The Dibranchiata are not known from Palaeozoic strata, and first appear (Belemnites, Belemnoteuthis) in the Trias. Whether they are to be regarded as derived from some form of Tetrabranchiata, e.g. Orthoceras, or as possessing an independent origin from some common stock, cannot at present be decided. They attain their highest development at the present time. The earliest representatives of the Order (the Phragmophora) possessed a shell chambered like that of the Tetrabranchiata. These chambered Dibranchiates rapidly reached their maximum in the upper Lias and as rapidly declined, until at the close of the Cretaceous epoch they were comparatively scarce, only a few genera (Beloptera, Spirulirostra) surviving into Tertiary times.

The ordinary Dibranchiate Cephalopod may be regarded as consisting of two parts—(a) the head, in which are situated the organs of sense, and to which are appended the prehensile organs and the principal organs of locomotion; (b) a trunk or visceral sac, enclosed in a muscular mantle and containing the respiratory, generative, and digestive organs. The visceral sac is often strengthened, and the viscera protected, by an internal non-spiral shell. The ‘arms’ which surround the mouth are modifications of the molluscan foot (p. [200]), and are either eight or ten in number. In the former case (Octopoda) the arms, which are termed ‘sessile,’ are all of similar formation, in the latter (Decapoda), besides the eight sessile arms there are two much longer ‘tentacular’ arms, which widen at their tips into ‘clubs’ covered with suckers.

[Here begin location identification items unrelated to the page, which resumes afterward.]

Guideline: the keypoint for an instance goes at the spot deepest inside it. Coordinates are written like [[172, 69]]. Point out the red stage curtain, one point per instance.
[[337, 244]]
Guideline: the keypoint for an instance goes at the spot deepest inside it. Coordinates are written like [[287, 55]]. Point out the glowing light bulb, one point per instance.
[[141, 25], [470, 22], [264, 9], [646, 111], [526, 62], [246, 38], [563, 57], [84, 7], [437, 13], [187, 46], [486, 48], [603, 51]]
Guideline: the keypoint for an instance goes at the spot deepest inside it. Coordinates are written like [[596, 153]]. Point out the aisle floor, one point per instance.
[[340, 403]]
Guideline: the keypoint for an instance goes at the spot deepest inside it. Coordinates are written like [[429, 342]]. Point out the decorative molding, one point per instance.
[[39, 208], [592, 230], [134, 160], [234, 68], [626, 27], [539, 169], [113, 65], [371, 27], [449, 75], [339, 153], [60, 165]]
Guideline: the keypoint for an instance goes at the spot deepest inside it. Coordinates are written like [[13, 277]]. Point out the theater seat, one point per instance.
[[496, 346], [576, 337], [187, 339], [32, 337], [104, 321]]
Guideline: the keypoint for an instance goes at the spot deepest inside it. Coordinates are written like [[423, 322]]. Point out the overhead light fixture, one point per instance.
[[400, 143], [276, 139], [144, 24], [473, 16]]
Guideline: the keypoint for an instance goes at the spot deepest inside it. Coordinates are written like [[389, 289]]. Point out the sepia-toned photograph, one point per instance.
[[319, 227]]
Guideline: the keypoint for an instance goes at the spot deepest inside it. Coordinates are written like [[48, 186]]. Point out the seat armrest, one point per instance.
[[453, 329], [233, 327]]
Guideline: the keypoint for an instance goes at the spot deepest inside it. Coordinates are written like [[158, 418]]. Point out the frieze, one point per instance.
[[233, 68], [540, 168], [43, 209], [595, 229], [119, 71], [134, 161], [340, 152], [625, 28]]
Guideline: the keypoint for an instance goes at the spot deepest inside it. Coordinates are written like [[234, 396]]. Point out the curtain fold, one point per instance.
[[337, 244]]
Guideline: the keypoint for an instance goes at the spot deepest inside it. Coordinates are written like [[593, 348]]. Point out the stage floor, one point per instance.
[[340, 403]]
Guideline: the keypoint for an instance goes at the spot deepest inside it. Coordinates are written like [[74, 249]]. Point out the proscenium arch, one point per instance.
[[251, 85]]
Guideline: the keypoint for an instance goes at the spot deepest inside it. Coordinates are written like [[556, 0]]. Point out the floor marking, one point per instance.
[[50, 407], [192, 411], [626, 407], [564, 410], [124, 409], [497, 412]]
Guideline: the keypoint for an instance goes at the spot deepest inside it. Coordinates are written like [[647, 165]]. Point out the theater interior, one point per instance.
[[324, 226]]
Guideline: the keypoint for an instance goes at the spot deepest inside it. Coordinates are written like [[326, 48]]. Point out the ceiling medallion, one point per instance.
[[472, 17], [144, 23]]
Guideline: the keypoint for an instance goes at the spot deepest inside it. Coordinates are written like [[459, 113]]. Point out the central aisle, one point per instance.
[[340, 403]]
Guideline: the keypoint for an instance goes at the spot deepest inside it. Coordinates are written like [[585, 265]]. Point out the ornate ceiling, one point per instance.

Remarks have already been made on the generative organs of Cephalopoda (p. [136] f.), the branchiae (p. [170]), the nervous system (p. [206]), the eye (p. [182]), the radula (p. [236]), and the ink-sac (p. [241]).

One of the most characteristic features of the Dibranchiata are the acetabula, or suckers, with which the arms are furnished. They are usually disposed on the sessile arms in rows (of which there are four in most Sepia, two in Octopus, and one in Eledone), and become more numerous and smaller at the tip of the arm. They are massed together in large numbers of unequal size on the ‘clubs’ in the Decapoda, particularly in Loligo. In most Octopoda their base is flush with the surface of the arm, but in Decapoda the acetabula are pedunculate, or raised on short stalks. In Octopoda again, the acetabula are fleshy throughout, but in the Decapoda they are strengthened by a corneous rim with a smooth or denticulate edge (Ommastrephes, Architeuthis). Many of the acetabula on the tentacular and sometimes on the sessile arms of the Onychoteuthidae enclose a powerful hook, which is retractile like the claws of a cat.

In mechanical structure the acetabula consist of a disc with a slightly swollen margin, from which a series of muscular folds converge towards the centre of the disc, where a round aperture leads to a gradually widening cavity. Within this cavity is a sort of button, the caruncle, which can be elevated or depressed like the piston of a syringe; thus when the sucker is applied the piston is withdrawn and a vacuum created (Owen).